Ma torche éclairait à peine l’espace, mais j’en sentais l’ampleur. Le plafond se perdait dans l’obscurité, et l’air paraissait lourd, presque vivant. Je fis un pas, le sol inégal sous mes bottes.

Une grotte. Une grotte juste sous le palais.

Qui d’autre savait que cela existait ?

Alors je l’entendis, un son grave, régulier. Un battement. Comme un cœur, lent et constant. Ma torche vacilla, et je me figeai.

Le sol trembla.

Les ombres bougèrent.

Et alors je les vis : deux yeux immenses, dorés, luisant dans le noir.

Je trébuchai en arrière, la torche glissant de ma main.

Un dragon.

Un vrai dragon, vivant, respirant, terrifiant.

Ses écailles noires miroitaient comme de l’obsidienne, et il se mouvait avec une grâce contre nature, dominant ma silhouette. Je n’arrivais même pas à crier. Tout mon corps se verrouilla.

J’aurais dû fuir quand j’en avais encore la chance. Je n’aurais jamais dû venir ici. À quoi pensais-je ?

J’allais mourir.

Mais le dragon ne frappa pas.

À la place, il expira un souffle chargé de fumée qui me recouvrit, chaud et étrangement apaisant. Et puis je l’entendis, pas avec mes oreilles, mais à l’intérieur de mon crâne.

« Tu n’as pas ta place ici, petite, » dit-il. Sa voix était profonde et ancienne, résonnant jusque dans mes os. « Quitte cet endroit et ne dis à personne ce que tu as vu. Si tu tiens à la vie, tu oublieras cette rencontre. »

Je le fixai, la bouche entrouverte.

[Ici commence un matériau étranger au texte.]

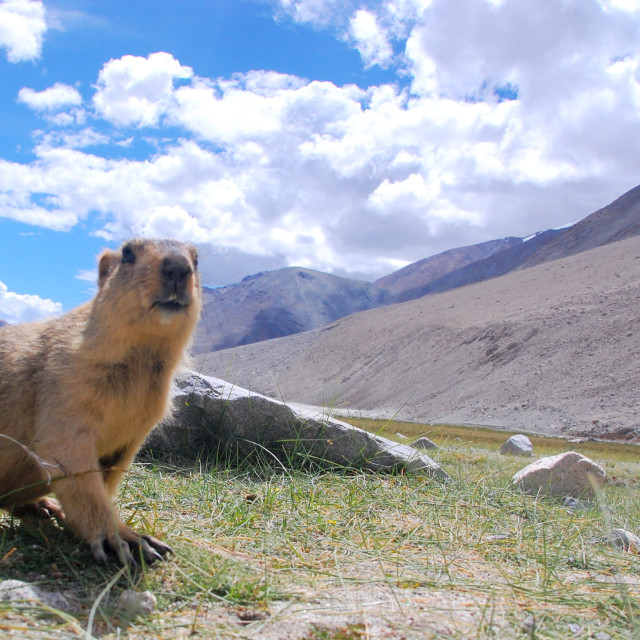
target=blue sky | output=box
[0,0,640,322]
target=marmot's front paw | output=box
[11,498,64,522]
[90,525,173,566]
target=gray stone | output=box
[500,434,533,456]
[411,437,438,450]
[117,589,158,617]
[609,529,640,553]
[0,580,75,611]
[512,451,607,499]
[142,371,449,480]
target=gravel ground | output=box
[194,237,640,442]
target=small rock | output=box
[562,496,591,513]
[500,434,533,456]
[522,615,536,635]
[411,438,438,449]
[609,529,640,553]
[512,451,607,499]
[117,589,158,616]
[0,580,75,611]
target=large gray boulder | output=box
[512,451,607,498]
[142,371,449,480]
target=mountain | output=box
[387,229,565,304]
[192,267,382,353]
[198,236,640,439]
[519,186,640,269]
[194,187,640,353]
[373,238,522,297]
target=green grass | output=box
[0,424,640,640]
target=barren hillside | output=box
[198,237,640,439]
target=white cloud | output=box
[93,52,193,126]
[349,9,393,67]
[18,82,82,111]
[0,282,62,324]
[6,0,640,277]
[0,0,47,62]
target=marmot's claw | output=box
[90,532,173,567]
[91,536,108,565]
[142,535,173,563]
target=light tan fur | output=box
[0,240,201,563]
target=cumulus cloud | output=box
[349,9,393,67]
[18,82,82,111]
[0,0,47,62]
[93,52,193,126]
[0,282,62,324]
[6,0,640,277]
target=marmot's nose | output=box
[160,253,193,284]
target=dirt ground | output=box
[194,237,640,442]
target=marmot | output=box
[0,240,201,564]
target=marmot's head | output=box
[96,239,201,333]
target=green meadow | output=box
[0,420,640,640]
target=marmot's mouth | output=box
[153,300,189,313]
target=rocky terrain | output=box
[195,236,640,441]
[193,267,382,353]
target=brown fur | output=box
[0,240,201,563]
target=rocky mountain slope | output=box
[520,186,640,269]
[194,187,640,353]
[373,238,522,297]
[202,236,640,439]
[193,267,382,353]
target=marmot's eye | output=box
[122,244,136,264]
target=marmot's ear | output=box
[98,249,119,289]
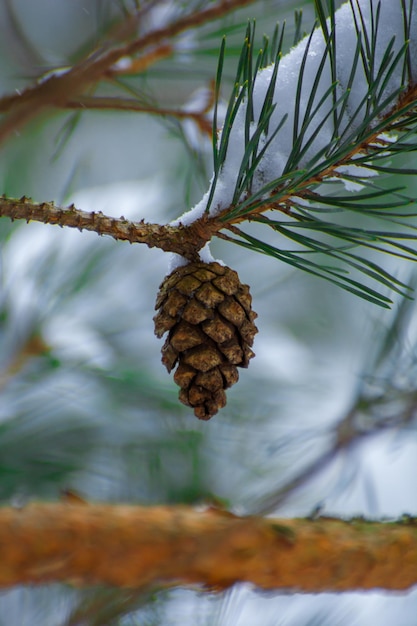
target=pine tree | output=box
[0,0,417,625]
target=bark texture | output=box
[0,502,417,592]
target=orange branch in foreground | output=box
[0,502,417,592]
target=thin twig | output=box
[0,196,219,261]
[0,0,254,143]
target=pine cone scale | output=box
[154,262,257,420]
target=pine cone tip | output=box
[154,262,258,420]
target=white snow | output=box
[173,0,417,232]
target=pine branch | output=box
[0,503,417,592]
[63,96,211,135]
[0,0,254,143]
[0,196,216,261]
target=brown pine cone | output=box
[154,262,258,420]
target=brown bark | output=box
[0,196,216,261]
[0,501,417,592]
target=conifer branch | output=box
[0,196,214,261]
[0,0,254,143]
[0,503,417,592]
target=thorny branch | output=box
[0,502,417,592]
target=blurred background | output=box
[0,0,417,626]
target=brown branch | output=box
[0,196,218,261]
[62,95,211,135]
[0,0,254,143]
[0,503,417,592]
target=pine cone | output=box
[154,262,258,420]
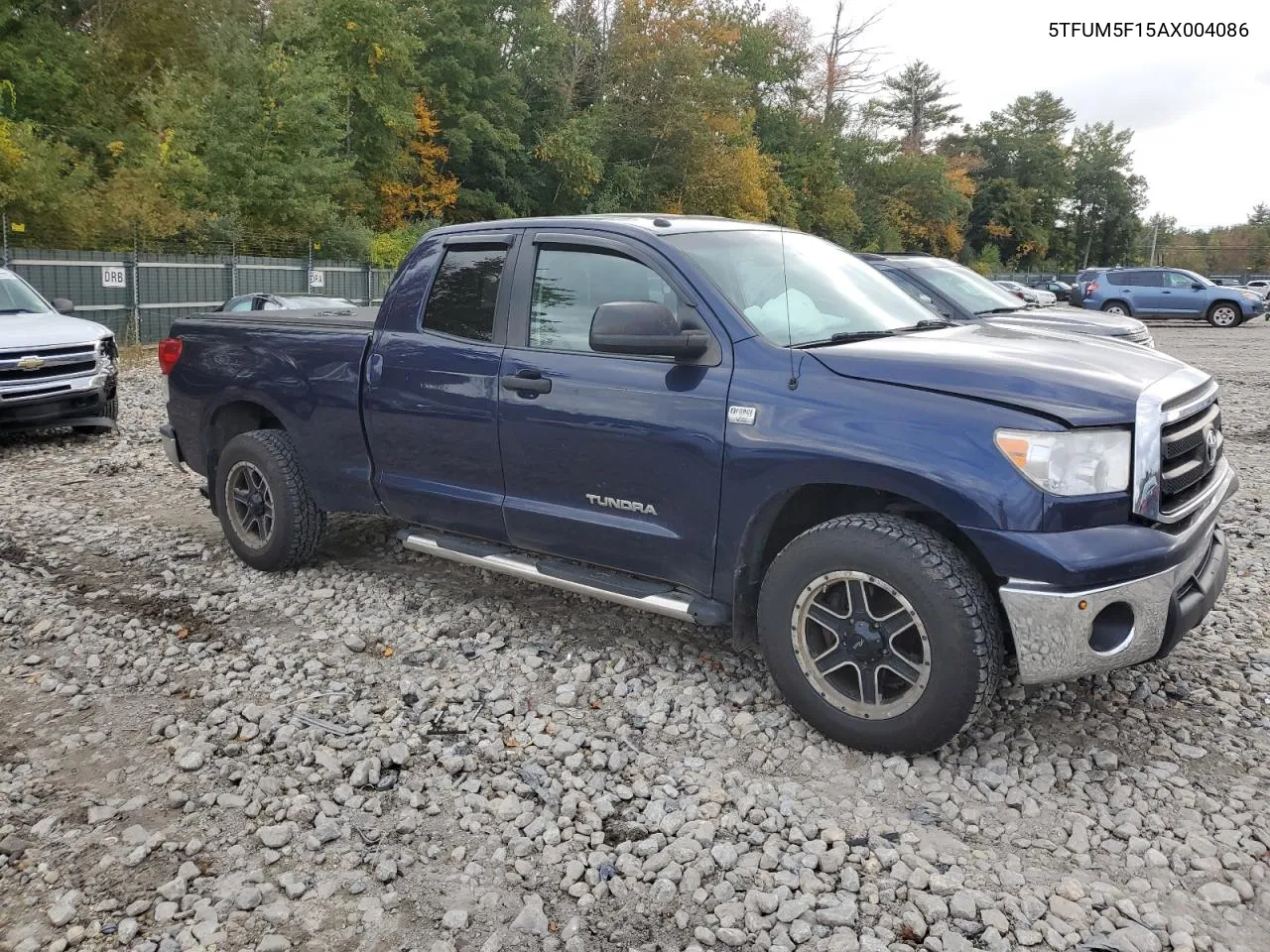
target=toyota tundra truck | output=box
[159,216,1238,752]
[0,268,119,434]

J’avais mille questions : pourquoi était-il là ? Pourquoi sous le palais ? Les dragons vivaient loin d’Aurelia, dans la Forteresse des Dragons, à Elderich. Que faisait celui-ci ici ?! Qu’est-ce qu’il gardait ?

Mais aucun son ne sortit de moi. La puissance de son regard me tenait muette.

Alors j’acquiesçai. Lentement. D’une tête tremblante.

Je ramassai la torche et reculai, tandis que le dragon me suivait du regard tout le long. Ses yeux d’or ne clignèrent pas une seule fois.

Dès que j’atteignis le tunnel, je me retournai et je courus.

Je ne m’arrêtai pas avant d’avoir retrouvé l’entrée dissimulée, les poumons en feu et les mains tremblantes. Je me glissai dans les couloirs du château comme une ombre, jetant un dernier coup d’œil derrière moi.

La tapisserie se balançait doucement dans le courant d’air, cachant l’ouverture aux regards.

Un secret vivait désormais en moi. Un secret que je garderais — du moins pour l’instant.

Mais je savais que ce n’était pas fini.

Le dragon m’avait avertie. Pourtant, je l’avais vu. Je l’avais trouvé.

Et j’avais le pressentiment que je le reverrais.